Every buyer goes through a “honeymoon” period when their monthly mortgage bond repayment seems a small price to pay for the pleasures of home ownership.
But the romance can sour rapidly if that instalment becomes a burden. “And the problem is not going to go away by itself,” says Rudi Botha, the chief executive of bond originator BetterBond. “You need to acknowledge it and assess your options for dealing with it.”
Botha says the most likely reason you’re battling is an interest rate hike that results in an increase in your monthly bond instalment, as well as your other debt repayments.
“This is less likely to happen if buyers initially pay a sizeable deposit and take a smaller bond. This will lower the minimum monthly bond repayment required and give them some leeway to cope with higher interest rates or emergencies,” says Botha.
He says signs that affordability is becoming a problem include making your mortgage bond repayment later and later each month, cutting back the repayment of other debts so you can afford the mortgage bond repayment, or “borrowing” from your credit card or overdraft facility to make up a shortfall on the instalment.
If you’re in this predicament, he says, your first step is to work out how long your cash “crunch” is likely to last. An interest-rate decrease may be on the way, or you may soon be due for a salary increase. Perhaps you will be able to address the problem quite quickly by cutting back on spending, or by taking a part-time second job to pay off your short-term debts, or even by getting a new, better-paying full-time job.
The second step is to stay calm. Take charge and ask your lender about the options for lowering your monthly repayment. You may be able to extend the term of the loan, for example, or cap it for a while and pay only interest until your financial circumstances improve. If you have owned your home for quite some time and have good equity, you may be able to refinance the loan at a lower interest rate.
This option is not automatically available, says Botha. “It is a specific concession negotiated between lender and borrower on an individual case basis and it mostly benefits those who have already paid off a large portion of their mortgage bond and whose monthly repayment thus contains a significant non-interest portion.
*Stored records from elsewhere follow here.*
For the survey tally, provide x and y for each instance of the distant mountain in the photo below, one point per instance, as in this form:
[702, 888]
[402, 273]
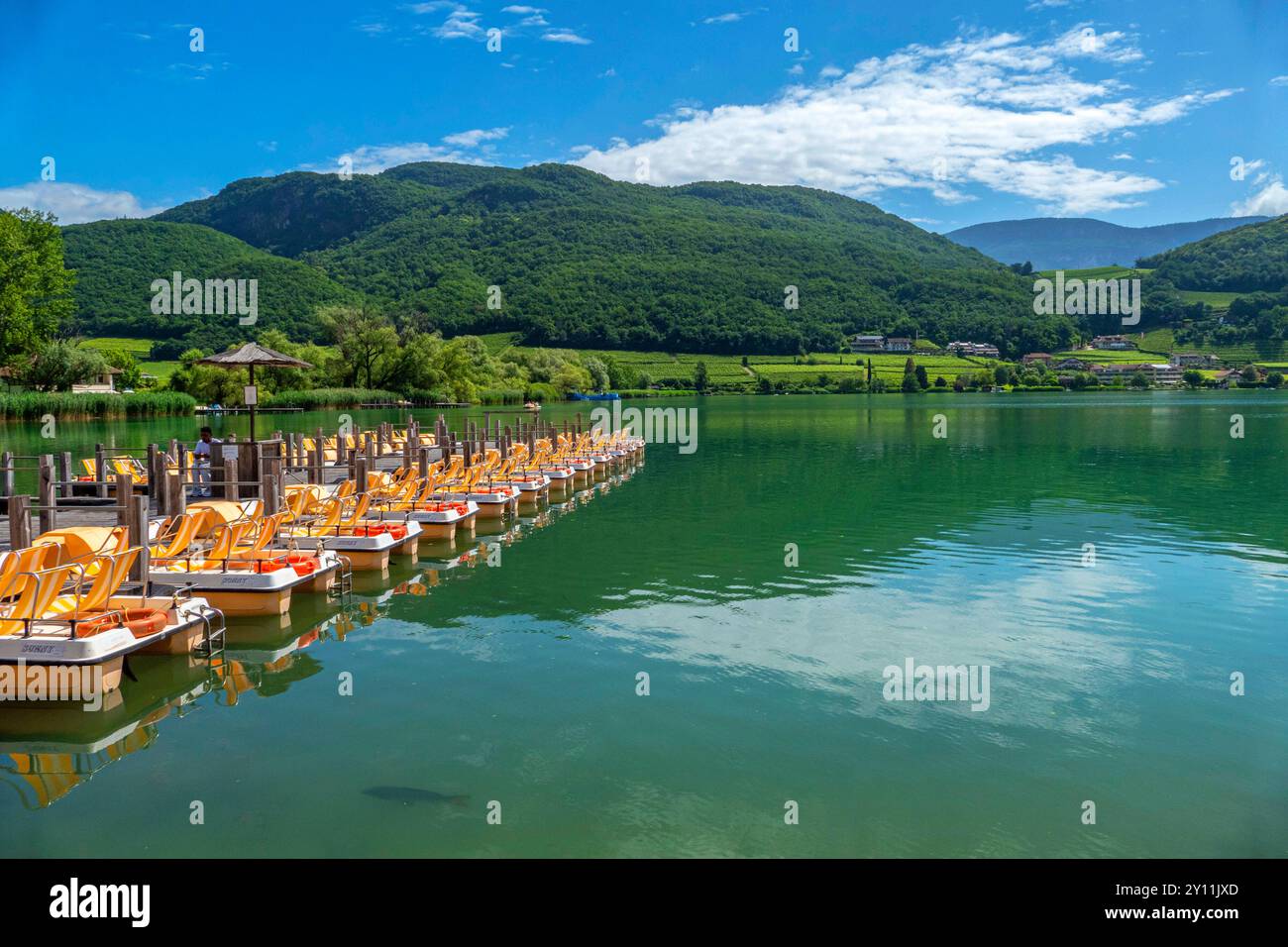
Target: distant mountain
[1248, 260]
[1052, 243]
[585, 261]
[116, 262]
“If agreed to, the ‘interest-only’ period will also usually be strictly limited to between three and six months at the most.”
He says the advantage of this is that the borrower will have a lower monthly bond repayment for a few months, but the disadvantage is that there will be no reduction of the capital portion of the bond during the concession period and it will therefore take longer for the borrower to pay it off.
What about refinancing? There are two ways to “refinance” a bond. The first is to apply for a re-advance of the amount by which you have already reduced your bond, without raising your monthly bond repayment, says Botha. The usual bond credit qualification criteria will apply when doing this and it will lengthen the overall repayment period.
The second method of “refinancing” is available to those with an access facility built into their original bond agreement. This enables you to re- access any capital you paid off your mortgage bond to cover an emergency expense or perhaps pay off other debts and it will not lengthen the overall bond repayment period. It will, however, immediately increase the monthly mortgage bond instalment.
Third, says Botha, you may decide that you cannot manage the bond repayments at this stage and should rather sell your home, pay off your debts and start over.
“If that is the case, you should seek professional help through one of the bank-assisted sale programmes to get the property sold at the best price and in the shortest possible time.”
Whatever you do, he says, you should not stop paying your instalments and wait to see what happens. “The last thing the bank wants to do is repossess your home.”